Undergrad team debuts in genetic engineering competition

For the first time, a team of UW–Madison undergraduates participated in the annual International Genetically Engineered Machine Competition (iGEM), held this fall at the Massachusetts Institute of Technology.

The UW–Madison students participated alongside more than 50 teams from around the world. And the team has set its sights on expanding in 2008.

The iGEM competition offers students an excellent way to get interested in the life sciences, says faculty team advisor Franco Cerrina, a UW–Madison professor of electrical and computer engineering and director of the Center for NanoTechnology.

"Now that we know the sequence of DNA in many genomes, we can begin to think how to modify, or engineer, them," he says. "Our plan is to get more engineers involved in these kinds of problems, and to stimulate the interest of undergraduate students in these areas."

The team members came from distinct academic backgrounds. Nathan Klapoetke is an electrical engineering student, David "Tug" Peterson is a genetics student and Sean McMaster is a biochemistry and math student. The three worked full-time over the summer to build an artificial transcription factor (ATF) to control gene expression. Their idea came from the work of Aseem Ansari, a UW–Madison assistant professor of biochemistry, while Doug Weibel, an assistant professor of biochemistry, provided advice and lab support.

Klapoetke says the bulk of their work was designing a "zinc finger" ATF to bind to a particular gene, using a protein to control the gene’s activity. A zinc finger is a large group of protein domains that rely on the zinc ion for stability. The iGEM team selected a gene crucial to programmed cell death and targeted the protein BCL-2 that is directly involved in the cascade of cell-death proteins. The team was the first to test the particular zinc finger on a microarray developed in Cerrina’s laboratory.

Though the UW–Madison project was mainly foundational research, the ability to prevent cell death has many potential medical applications. During cancer treatment, large doses of the common chemotherapy drug, Doxrubicin, can start killing cells, and preventing cells from dying under oxidative stress could make a major difference for patients.
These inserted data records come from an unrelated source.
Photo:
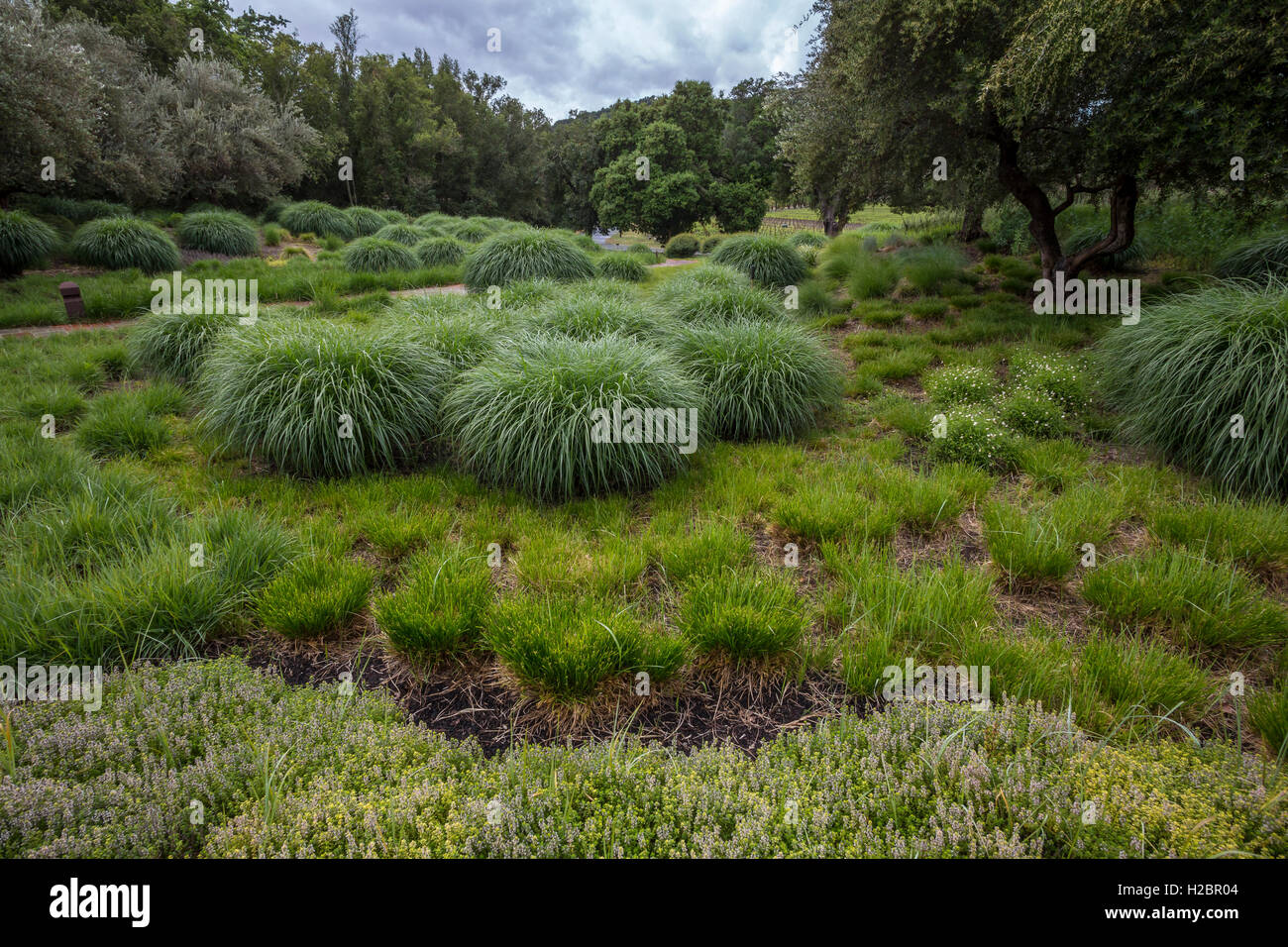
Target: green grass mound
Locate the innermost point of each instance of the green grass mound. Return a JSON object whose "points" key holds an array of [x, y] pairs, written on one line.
{"points": [[621, 265], [317, 217], [760, 379], [125, 243], [218, 232], [314, 595], [934, 268], [407, 235], [743, 615], [439, 252], [528, 416], [1194, 367], [768, 261], [472, 231], [1256, 260], [321, 399], [174, 344], [368, 222], [593, 315], [129, 423], [24, 241], [442, 607], [692, 303], [507, 258], [377, 256], [807, 239], [567, 650], [462, 335], [682, 247]]}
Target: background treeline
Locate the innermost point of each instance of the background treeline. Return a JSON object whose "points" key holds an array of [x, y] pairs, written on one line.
{"points": [[134, 106]]}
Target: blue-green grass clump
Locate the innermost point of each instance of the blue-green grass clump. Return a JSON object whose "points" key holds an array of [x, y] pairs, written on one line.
{"points": [[567, 650], [318, 218], [768, 261], [322, 399], [1199, 365], [760, 379], [24, 241], [516, 256], [218, 232], [125, 243], [526, 418], [377, 256]]}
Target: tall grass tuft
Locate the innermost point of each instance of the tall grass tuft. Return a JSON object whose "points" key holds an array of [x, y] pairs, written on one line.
{"points": [[622, 265], [441, 608], [322, 399], [1256, 260], [524, 418], [515, 256], [566, 650], [218, 232], [439, 252], [174, 344], [125, 243], [24, 241], [407, 235], [767, 260], [317, 217], [366, 221], [760, 379], [1194, 364], [743, 615], [377, 256]]}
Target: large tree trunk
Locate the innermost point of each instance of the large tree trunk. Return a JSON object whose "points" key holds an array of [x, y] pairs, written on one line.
{"points": [[973, 223], [1122, 213], [829, 211]]}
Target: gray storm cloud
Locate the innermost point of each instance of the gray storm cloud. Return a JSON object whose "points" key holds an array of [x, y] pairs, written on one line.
{"points": [[562, 54]]}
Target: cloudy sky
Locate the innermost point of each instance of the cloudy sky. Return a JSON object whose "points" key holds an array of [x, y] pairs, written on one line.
{"points": [[561, 54]]}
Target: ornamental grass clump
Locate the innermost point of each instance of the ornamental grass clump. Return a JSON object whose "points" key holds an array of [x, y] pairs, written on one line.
{"points": [[529, 416], [595, 315], [439, 252], [172, 344], [441, 608], [377, 256], [515, 256], [621, 265], [322, 399], [366, 222], [759, 379], [768, 261], [407, 235], [125, 243], [218, 232], [24, 241], [317, 218], [314, 595], [1256, 260], [743, 615], [1203, 377]]}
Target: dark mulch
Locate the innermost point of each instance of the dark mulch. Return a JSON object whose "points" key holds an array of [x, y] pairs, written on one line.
{"points": [[477, 698]]}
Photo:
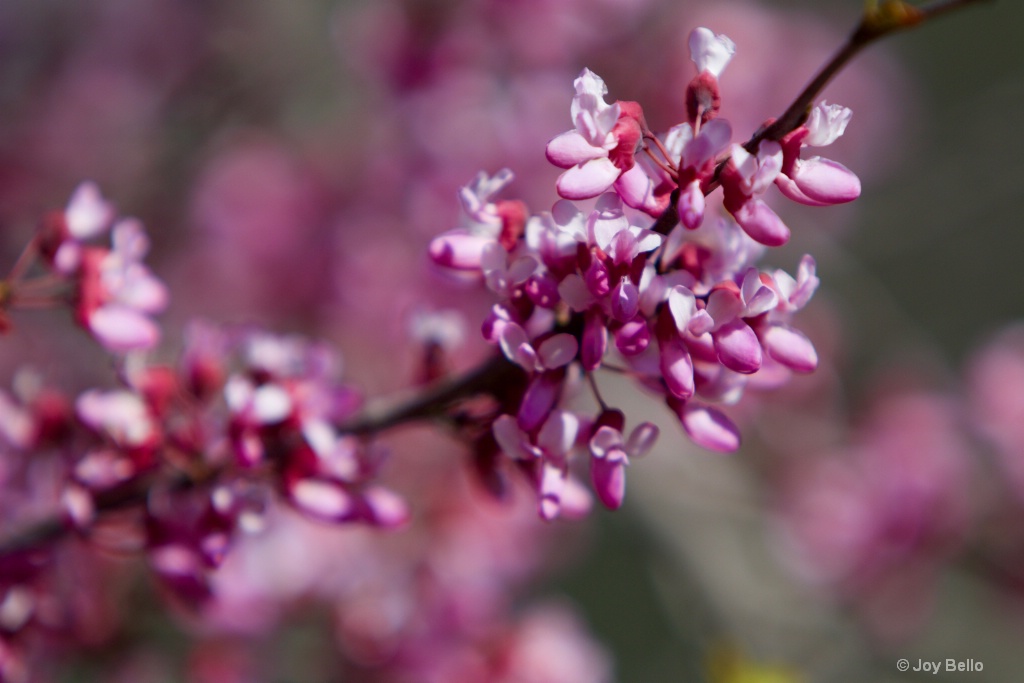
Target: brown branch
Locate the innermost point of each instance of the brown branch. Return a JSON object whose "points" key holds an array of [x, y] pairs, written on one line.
{"points": [[489, 377], [891, 16]]}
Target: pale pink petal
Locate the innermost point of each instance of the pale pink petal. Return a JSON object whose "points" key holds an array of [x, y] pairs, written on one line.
{"points": [[825, 124], [633, 338], [641, 439], [625, 300], [710, 428], [594, 341], [759, 297], [552, 483], [713, 139], [270, 404], [123, 329], [516, 347], [581, 182], [682, 306], [710, 52], [646, 240], [571, 148], [459, 250], [321, 499], [792, 190], [791, 347], [608, 477], [724, 305], [759, 221], [691, 205], [557, 350], [826, 181], [737, 346], [635, 187], [87, 213], [677, 368], [521, 268]]}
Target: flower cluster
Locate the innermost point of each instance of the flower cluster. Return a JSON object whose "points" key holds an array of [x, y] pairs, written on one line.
{"points": [[647, 279], [114, 293], [194, 454]]}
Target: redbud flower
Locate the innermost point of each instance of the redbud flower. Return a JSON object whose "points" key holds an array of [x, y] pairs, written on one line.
{"points": [[817, 181], [601, 147]]}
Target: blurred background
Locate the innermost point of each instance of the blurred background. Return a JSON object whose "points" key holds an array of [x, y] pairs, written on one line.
{"points": [[291, 162]]}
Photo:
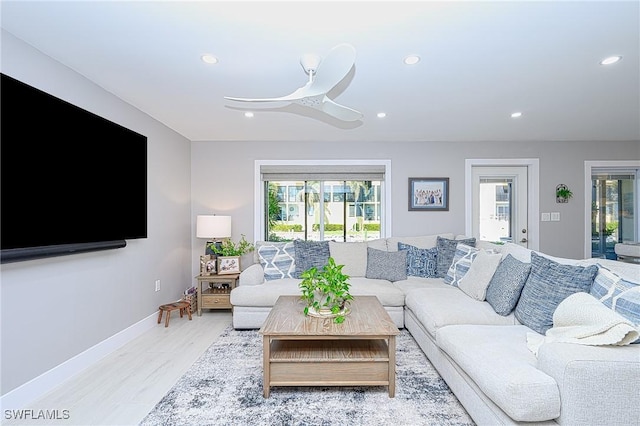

There are also applications in cardiomyopathy and alleviating the effects of heart disease, says Peterson.

The iGEM competition has grown exponentially in only a few years. It began as a single MIT class project in 2003 and when the competition first went international in 2005, only 13 teams were present.

The current team is seeking additional members from a variety of backgrounds and plans to grow to 10 to 12 students for the upcoming competition. This year, the group received UW–Madison funding and assistance from the College of Engineering 2010 Initiative, the National Science Foundation-funded Materials Research Science and Engineering Center and the NSF Nanoscale Science and Engineering Center, the Genomic Sciences Training Program, and the UW–Madison Chancellor’s Fund.

Using new developments in biology, Cerrina, Ansari and Weibel are planning a new course, "Synthetic Biology for Engineers," to introduce engineering students to system biology. Students taking this course may participate in the summer-long iGEM project.

Overall, it’s a worthwhile investment of time and effort, says student team member McMaster. The iGEM competition is about picking a novel topic that people can recognize as really neat. "It kind of entices them to look more at the mechanics and applications that science has in the real world," he says.

The team members agree that the iGEM has expanded their view of science in new fields. "The main spirit of the iGEM is really seeing what’s possible," says teammate Klapoetke. "What can people make? And, meeting the students for all the other teams was really cool."